Granville Gaylord Bennett (October 9, 1833 – June 28, 1910) was an American lawyer who served as a justice of the Supreme Court for the Dakota Territory and as a delegate to the United States House of Representatives. He was the presiding judge at the trial of Jack McCall for the Aug. 2,1876 murder of Wild Bill Hickok in Deadwood, Dakota Territory. This trial was held in Yankton, the then headquarters of the Territory. Judge Bennett later was assigned to Lawrence county and moved his family there.
Biography
Granville was born near Bloomingburg in Fayette County, Ohio. His family moved to Fulton County, Illinois in 1849, and then to Washington, Iowa in 1855.[1] He attended Washington College, an academy in Washington, Iowa, and then studied law. He was admitted to the bar in 1859, and practiced in Washington.[1] In 1860, he married Mary Dawson.[2] They were the parents of three children who survived to adulthood; daughters Estelline Rea Bennett (1868 – 1948), author of OLD DEADWOOD DAYS, and Helen Marie Bennett (1872 – 1962), an American journalist, businesswoman, and writer who organized the four women's world's fairs of the 1920s, and son The Right Reverend Granville Gaylord Bennett D.D. (1882 – 1975), the second Bishop of Duluth and the eighth Bishop of Rhode Island in the Episcopal Church in the United States of America. Another son, Robert Dawson Bennett (1878 – 1892) was killed in a hunting accident at age 14 outside of Deadwood, South Dakota.
Bennett moved to the Dakota Territory in the early 1870s.
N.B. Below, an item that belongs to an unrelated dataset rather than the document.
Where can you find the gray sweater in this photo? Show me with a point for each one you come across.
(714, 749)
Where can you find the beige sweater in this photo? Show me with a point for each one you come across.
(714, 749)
He was appointed an Associate Justice of the Supreme Court of the Territory in 1875, and he served until 1878. In 1878, he was elected as the Territory's Delegate to the U.S. Congress, and served as a Republican from March 4, 1879 to March 3, 1881. He was not a candidate for reelection in 1880.
Bennett County, South Dakota is thought by some historians to be named in his honor,[3] whereas others attribute the county name to John E. Bennett, and some claim it honors both men.